Deemed disposal is an anti-avoidance measure that applies to investments in Irish domiciled investment funds and life assurance products, as well as equivalent offshore funds and certain foreign life assurance products. Under the deemed disposal rule, tax is levied eight years after an investment is made, and every subsequent eight years, regardless of whether or not a disposal has in fact occurred. The tax is levied on any gain in the value of the investment from the date of acquisition to the date of the deemed disposal. On the ultimate disposal of the investment, any tax paid is allowed as a credit against the final tax liability. The purpose of deemed disposal is to prevent the indefinite roll-up of income and gains and the associated loss of tax to the Exchequer.
The Deputy maybe aware that Finance Bill 2025 provides for a reduction in the taxation rate that applies to Irish and equivalent offshore funds, and Irish and certain foreign life assurance products, from 41% to 38%, intended as an important first step in supporting retail investment in Ireland.
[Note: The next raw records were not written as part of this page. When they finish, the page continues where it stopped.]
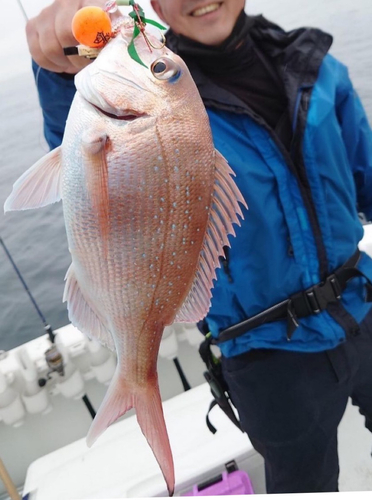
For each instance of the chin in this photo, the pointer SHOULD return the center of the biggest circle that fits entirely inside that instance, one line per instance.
(212, 38)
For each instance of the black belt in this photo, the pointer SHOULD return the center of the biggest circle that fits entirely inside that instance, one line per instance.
(313, 300)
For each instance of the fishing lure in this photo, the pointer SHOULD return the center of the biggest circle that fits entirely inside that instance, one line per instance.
(93, 28)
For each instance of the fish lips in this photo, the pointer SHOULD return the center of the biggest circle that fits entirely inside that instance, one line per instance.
(124, 115)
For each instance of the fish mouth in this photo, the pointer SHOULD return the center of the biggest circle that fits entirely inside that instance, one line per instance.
(206, 9)
(128, 115)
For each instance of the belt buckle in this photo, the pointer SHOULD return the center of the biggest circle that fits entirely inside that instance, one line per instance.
(312, 301)
(335, 286)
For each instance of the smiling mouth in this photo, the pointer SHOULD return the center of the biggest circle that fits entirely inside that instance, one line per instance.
(128, 115)
(207, 9)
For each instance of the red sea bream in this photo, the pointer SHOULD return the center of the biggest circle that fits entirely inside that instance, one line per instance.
(148, 203)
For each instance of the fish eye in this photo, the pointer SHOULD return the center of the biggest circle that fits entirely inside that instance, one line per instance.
(165, 69)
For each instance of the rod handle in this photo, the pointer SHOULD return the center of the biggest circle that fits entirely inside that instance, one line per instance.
(8, 483)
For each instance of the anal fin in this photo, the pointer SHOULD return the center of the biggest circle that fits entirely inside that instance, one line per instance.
(81, 313)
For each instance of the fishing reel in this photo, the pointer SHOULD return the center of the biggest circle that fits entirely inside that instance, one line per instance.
(54, 360)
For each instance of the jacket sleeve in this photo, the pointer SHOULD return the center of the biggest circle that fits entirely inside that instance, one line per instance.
(56, 92)
(357, 136)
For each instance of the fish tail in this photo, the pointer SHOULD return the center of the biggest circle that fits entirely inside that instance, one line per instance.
(120, 398)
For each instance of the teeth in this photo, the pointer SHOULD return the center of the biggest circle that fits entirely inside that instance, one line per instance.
(205, 10)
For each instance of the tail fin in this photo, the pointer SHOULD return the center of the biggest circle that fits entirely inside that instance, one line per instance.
(120, 398)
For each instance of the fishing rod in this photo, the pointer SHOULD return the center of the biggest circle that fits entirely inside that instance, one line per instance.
(53, 357)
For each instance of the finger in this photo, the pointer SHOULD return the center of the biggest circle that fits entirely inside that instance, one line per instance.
(66, 39)
(40, 56)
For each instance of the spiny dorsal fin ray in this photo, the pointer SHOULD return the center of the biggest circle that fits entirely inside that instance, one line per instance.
(224, 207)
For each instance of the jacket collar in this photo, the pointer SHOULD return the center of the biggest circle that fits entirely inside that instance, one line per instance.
(296, 55)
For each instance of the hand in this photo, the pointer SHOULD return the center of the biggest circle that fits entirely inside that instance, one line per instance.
(50, 31)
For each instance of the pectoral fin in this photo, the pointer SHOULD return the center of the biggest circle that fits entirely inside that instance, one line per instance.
(94, 144)
(39, 186)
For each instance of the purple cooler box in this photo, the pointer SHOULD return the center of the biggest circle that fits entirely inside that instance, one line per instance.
(233, 483)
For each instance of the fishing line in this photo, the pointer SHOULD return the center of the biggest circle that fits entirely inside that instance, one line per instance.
(47, 327)
(53, 356)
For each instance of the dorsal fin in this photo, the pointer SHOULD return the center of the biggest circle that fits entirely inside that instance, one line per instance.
(223, 213)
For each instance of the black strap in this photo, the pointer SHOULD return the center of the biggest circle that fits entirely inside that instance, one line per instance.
(217, 384)
(313, 300)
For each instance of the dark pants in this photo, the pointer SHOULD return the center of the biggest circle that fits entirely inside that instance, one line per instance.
(290, 405)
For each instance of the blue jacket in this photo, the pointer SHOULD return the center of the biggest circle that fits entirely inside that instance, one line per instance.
(302, 221)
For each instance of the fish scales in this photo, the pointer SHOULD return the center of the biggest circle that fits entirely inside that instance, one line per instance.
(148, 203)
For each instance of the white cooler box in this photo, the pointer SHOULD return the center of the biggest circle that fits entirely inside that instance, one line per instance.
(120, 464)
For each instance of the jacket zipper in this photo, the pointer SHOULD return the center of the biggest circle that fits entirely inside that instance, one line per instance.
(299, 123)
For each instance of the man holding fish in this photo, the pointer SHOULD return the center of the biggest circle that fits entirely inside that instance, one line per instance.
(291, 304)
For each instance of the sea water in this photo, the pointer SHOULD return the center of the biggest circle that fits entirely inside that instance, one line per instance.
(37, 238)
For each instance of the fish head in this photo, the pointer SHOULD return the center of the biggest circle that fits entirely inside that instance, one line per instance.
(157, 85)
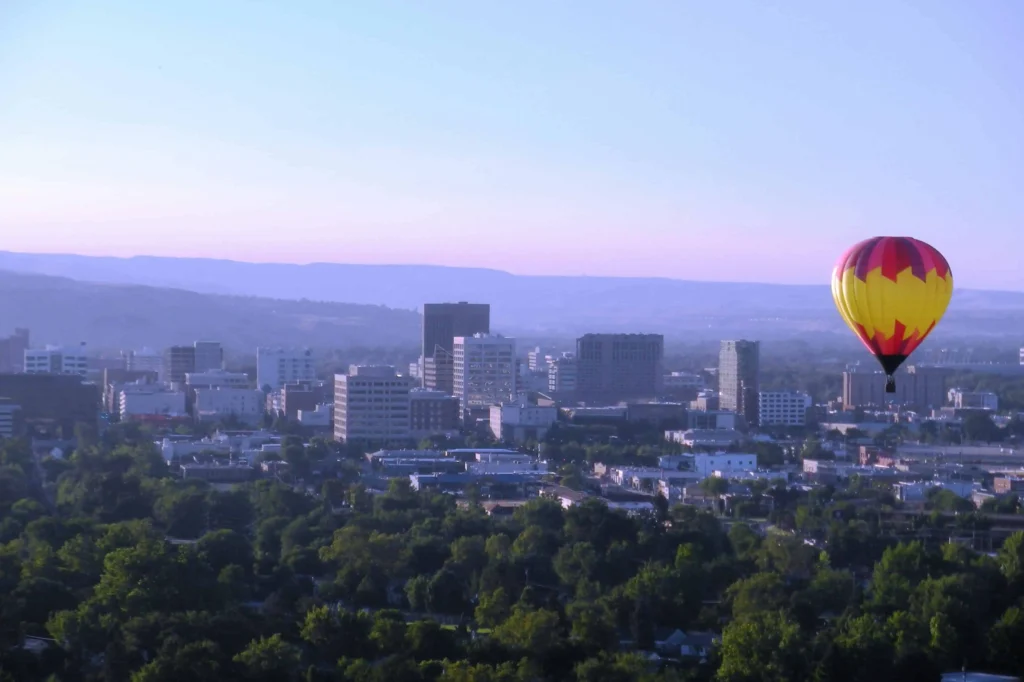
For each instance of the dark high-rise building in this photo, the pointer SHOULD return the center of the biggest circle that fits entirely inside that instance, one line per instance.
(52, 403)
(611, 368)
(921, 387)
(441, 323)
(12, 351)
(739, 379)
(201, 356)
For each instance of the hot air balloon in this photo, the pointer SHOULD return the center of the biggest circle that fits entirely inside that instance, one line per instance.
(892, 291)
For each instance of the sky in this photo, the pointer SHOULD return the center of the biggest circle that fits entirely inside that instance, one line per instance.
(742, 140)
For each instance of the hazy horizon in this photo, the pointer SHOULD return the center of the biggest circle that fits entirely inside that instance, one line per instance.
(685, 140)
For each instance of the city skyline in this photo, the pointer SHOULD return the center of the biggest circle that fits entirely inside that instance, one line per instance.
(766, 140)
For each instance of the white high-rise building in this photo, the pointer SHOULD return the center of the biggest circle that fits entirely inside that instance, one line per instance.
(144, 360)
(484, 371)
(783, 408)
(276, 367)
(54, 359)
(209, 355)
(372, 406)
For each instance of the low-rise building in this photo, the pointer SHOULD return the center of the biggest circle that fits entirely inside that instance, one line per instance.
(520, 421)
(432, 413)
(317, 418)
(10, 423)
(145, 399)
(1006, 484)
(707, 464)
(704, 437)
(216, 379)
(962, 399)
(711, 420)
(492, 464)
(219, 473)
(54, 359)
(217, 403)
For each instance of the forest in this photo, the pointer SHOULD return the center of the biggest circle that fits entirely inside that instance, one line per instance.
(114, 568)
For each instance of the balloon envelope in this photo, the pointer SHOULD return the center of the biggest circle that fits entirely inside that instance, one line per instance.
(892, 291)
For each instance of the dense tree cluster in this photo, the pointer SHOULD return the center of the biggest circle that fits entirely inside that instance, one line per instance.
(117, 570)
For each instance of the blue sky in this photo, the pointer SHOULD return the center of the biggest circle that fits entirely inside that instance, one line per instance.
(736, 140)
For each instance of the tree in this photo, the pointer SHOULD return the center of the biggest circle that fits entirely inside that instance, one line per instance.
(493, 609)
(196, 662)
(765, 647)
(535, 631)
(269, 659)
(979, 426)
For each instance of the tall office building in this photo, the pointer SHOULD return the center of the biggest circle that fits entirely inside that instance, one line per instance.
(12, 351)
(201, 356)
(372, 406)
(178, 360)
(739, 379)
(52, 403)
(209, 355)
(441, 324)
(611, 368)
(276, 367)
(484, 371)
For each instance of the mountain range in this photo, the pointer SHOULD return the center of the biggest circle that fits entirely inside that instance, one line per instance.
(159, 300)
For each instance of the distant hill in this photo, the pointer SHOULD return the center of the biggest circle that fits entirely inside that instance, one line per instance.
(536, 306)
(62, 310)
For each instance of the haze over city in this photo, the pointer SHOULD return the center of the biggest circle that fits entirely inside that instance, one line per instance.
(722, 141)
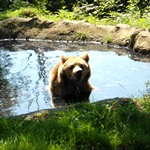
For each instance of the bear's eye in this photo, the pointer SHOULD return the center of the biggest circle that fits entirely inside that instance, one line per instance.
(70, 67)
However, I am conscious of the need for further adaptation of the existing complex system which applies to the taxation of investments, and I hope that further progress can be made across coming budgets to address some of the existing obstacles to greater retail investment. Work is continuing on the roadmap for retail investment announced in Budget 2026. This roadmap will be published in early 2026 and will set out an approach to simplify and adapt the tax framework to further support retail investment. This roadmap will facilitate due consideration of the Funds Sector 2030 Report, which made recommendations in relation to deemed disposal. It will also take into account the European Commission’s recommendation on Savings and Investment Accounts.